In the automatic change proposal, both the the host and a guest bug will
cause a guest to get the #VC and then the guest can decide whether it
wants to proceed or terminate. If it chooses to move, it can poison the
page and log it for future examination.
What do you suggest instead?
Let userspace decide what is mapped shared and what is mapped private. The kernel
and KVM provide the APIs/infrastructure to do the actual conversions in a thread-safe
fashion and also to enforce the current state, but userspace is the control plane.
It would require non-trivial changes in userspace if there are multiple processes
accessing guest memory, e.g. Peter's networking daemon example, but it _is_ fully
solvable. The exit to userspace means all three components (guest, kernel,
and userspace) have full knowledge of what is shared and what is private. There
is zero ambiguity:
- if userspace accesses guest private memory, it gets SIGSEGV or whatever.

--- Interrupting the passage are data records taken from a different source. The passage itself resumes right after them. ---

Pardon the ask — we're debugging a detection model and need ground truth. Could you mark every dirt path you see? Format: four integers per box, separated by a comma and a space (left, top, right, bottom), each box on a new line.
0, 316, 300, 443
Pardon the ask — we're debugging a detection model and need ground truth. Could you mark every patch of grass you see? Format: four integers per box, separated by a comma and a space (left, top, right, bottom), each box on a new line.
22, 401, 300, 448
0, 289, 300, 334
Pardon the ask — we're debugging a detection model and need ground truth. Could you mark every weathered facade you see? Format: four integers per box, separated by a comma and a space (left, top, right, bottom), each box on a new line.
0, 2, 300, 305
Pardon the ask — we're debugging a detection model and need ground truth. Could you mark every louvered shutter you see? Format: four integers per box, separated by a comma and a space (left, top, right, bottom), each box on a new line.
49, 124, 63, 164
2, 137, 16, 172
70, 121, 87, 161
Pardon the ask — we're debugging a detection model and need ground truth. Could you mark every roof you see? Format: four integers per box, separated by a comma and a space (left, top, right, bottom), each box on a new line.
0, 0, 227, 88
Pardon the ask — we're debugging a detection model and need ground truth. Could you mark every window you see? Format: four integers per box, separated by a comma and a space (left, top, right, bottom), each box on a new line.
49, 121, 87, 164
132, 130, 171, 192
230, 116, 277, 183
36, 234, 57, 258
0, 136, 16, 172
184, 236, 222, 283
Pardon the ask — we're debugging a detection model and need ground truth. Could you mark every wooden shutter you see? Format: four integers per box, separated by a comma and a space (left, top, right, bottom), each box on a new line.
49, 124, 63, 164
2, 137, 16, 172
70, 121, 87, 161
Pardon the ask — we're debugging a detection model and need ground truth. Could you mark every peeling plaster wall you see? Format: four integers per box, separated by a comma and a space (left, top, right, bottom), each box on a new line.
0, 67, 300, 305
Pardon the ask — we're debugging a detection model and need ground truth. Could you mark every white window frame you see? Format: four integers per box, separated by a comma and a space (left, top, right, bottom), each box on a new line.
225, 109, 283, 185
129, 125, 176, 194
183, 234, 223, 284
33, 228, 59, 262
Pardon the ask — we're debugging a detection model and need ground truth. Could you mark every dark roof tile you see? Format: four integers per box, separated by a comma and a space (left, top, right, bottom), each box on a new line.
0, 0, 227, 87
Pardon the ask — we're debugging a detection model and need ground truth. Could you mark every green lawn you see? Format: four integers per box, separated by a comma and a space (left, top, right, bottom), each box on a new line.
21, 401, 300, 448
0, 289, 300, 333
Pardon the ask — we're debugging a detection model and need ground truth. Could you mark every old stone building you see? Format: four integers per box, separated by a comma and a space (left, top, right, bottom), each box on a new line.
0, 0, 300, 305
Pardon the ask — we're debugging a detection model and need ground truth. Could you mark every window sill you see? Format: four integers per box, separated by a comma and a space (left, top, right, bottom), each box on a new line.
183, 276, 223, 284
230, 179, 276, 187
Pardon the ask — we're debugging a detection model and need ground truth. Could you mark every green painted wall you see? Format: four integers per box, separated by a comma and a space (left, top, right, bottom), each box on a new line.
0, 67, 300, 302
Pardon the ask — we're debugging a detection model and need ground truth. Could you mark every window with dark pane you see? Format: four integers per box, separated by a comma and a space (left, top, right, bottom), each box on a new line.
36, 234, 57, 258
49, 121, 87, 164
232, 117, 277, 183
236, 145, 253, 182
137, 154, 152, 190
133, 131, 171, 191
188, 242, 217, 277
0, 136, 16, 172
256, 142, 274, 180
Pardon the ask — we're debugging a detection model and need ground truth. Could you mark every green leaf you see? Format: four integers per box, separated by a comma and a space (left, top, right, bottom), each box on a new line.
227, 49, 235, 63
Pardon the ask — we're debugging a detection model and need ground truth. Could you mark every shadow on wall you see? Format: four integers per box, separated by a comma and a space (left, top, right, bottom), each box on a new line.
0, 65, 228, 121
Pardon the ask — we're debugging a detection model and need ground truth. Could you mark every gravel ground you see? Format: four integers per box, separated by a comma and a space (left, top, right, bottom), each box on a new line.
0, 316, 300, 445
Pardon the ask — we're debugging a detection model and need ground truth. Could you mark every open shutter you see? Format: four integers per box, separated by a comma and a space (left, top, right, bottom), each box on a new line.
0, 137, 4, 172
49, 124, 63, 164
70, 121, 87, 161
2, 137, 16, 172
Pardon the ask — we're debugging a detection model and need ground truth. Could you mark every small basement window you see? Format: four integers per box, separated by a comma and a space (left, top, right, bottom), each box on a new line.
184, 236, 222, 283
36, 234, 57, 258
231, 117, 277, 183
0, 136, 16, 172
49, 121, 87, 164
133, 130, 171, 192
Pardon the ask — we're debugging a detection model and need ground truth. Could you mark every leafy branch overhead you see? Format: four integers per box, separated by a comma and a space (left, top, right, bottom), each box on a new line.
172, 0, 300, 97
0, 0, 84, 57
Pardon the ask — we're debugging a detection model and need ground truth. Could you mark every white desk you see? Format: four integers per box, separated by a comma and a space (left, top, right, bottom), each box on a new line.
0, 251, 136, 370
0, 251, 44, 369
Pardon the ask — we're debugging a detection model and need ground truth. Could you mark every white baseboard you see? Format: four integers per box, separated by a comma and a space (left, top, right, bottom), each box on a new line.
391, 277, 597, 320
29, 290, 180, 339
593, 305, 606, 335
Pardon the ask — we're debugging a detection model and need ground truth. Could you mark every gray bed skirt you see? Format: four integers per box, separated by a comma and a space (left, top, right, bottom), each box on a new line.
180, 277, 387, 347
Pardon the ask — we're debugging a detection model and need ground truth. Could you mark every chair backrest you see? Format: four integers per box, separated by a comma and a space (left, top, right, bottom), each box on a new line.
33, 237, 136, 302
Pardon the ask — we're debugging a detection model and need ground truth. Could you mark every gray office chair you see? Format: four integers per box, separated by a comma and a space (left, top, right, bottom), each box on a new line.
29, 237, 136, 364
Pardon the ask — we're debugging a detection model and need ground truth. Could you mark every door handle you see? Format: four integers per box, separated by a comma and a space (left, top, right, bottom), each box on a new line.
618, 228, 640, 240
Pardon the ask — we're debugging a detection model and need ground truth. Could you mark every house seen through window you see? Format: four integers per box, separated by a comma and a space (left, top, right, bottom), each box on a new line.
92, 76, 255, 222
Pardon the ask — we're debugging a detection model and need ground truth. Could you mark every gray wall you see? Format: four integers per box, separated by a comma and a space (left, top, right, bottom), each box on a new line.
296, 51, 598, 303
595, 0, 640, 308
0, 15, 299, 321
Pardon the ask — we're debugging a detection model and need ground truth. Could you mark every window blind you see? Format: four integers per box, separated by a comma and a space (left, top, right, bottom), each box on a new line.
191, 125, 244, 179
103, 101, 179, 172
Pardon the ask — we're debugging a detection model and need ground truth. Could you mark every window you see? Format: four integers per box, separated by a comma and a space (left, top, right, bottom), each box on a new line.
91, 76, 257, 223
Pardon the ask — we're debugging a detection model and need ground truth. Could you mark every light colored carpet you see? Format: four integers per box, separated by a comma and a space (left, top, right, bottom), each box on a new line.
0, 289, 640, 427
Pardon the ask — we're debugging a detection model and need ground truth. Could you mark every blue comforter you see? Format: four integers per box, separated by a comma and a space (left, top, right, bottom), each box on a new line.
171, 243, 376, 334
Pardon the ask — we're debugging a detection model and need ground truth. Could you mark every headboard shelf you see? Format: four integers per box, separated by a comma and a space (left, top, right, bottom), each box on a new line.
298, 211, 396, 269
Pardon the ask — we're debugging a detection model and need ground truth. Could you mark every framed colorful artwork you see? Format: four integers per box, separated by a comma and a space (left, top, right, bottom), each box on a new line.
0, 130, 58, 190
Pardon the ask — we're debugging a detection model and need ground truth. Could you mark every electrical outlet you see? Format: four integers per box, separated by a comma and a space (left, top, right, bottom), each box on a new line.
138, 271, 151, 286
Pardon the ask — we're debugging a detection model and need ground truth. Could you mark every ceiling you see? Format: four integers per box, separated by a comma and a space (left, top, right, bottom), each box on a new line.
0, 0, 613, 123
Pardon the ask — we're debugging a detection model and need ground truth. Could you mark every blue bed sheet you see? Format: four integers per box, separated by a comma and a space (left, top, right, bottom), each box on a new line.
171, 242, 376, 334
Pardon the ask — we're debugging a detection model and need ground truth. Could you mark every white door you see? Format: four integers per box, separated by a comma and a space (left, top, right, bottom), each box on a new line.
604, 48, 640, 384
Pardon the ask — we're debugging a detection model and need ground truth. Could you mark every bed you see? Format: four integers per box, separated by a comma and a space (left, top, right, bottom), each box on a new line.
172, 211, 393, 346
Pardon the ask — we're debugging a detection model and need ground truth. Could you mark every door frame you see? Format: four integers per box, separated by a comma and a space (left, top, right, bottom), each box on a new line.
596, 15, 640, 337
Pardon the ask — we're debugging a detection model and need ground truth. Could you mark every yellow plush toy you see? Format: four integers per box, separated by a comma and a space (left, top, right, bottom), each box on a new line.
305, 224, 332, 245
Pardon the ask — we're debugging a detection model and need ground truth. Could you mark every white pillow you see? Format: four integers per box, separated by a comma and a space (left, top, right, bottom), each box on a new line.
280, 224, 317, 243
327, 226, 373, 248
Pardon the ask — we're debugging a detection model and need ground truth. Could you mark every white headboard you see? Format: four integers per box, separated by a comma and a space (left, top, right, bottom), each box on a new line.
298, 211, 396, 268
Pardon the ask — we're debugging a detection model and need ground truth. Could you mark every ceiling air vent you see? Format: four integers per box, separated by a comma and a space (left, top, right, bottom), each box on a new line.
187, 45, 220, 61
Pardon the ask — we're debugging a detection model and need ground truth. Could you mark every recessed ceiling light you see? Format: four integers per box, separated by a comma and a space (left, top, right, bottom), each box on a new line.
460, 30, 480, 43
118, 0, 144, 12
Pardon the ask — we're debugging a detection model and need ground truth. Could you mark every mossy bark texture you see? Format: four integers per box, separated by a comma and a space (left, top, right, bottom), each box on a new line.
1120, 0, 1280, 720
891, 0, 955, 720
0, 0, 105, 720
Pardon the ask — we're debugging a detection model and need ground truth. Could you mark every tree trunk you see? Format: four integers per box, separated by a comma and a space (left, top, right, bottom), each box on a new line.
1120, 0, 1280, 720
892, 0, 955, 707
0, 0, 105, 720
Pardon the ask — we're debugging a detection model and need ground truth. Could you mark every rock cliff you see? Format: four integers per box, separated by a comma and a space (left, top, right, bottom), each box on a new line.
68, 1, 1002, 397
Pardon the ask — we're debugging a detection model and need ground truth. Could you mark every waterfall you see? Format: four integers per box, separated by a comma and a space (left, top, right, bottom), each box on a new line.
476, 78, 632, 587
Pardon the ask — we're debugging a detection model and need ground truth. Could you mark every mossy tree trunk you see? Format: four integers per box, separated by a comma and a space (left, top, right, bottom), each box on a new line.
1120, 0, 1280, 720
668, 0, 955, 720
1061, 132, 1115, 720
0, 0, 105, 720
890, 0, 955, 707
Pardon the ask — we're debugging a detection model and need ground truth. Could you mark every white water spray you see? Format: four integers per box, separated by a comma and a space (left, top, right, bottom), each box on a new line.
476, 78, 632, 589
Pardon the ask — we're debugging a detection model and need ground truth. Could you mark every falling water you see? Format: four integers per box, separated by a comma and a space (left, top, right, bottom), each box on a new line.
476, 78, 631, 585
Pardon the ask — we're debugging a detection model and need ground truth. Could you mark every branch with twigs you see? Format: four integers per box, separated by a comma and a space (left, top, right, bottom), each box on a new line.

- if kernel accesses guest private memory, it does BUG/panic/oops[*]
- if guest accesses memory with the incorrect C/SHARED-bit, it gets killed.
This is the direction KVM TDX support is headed, though it's obviously still a WIP.
Just curious, in this approach, how do you propose handling the host
kexec/kdump? If a kexec/kdump occurs while the VM is still active, the
new kernel will encounter the #PF (RMP violation) because some pages are
still marked 'private' in the RMP table.
And ideally, to avoid implicit conversions at any level, hardware vendors' ABIs
define that:
a) All convertible memory, i.e. RAM, starts as private.
b) Conversions between private and shared must be done via explicit hypercall.
Without (b), userspace and thus KVM have to treat guest accesses to the incorrect
type as implicit conversions.
[*] Sadly, fully preventing kernel access to guest private is not possible with
TDX, especially if the direct map is left intact. But maybe in the future
TDX will signal a fault instead of poisoning memory and leaving a #MC mine.
thanks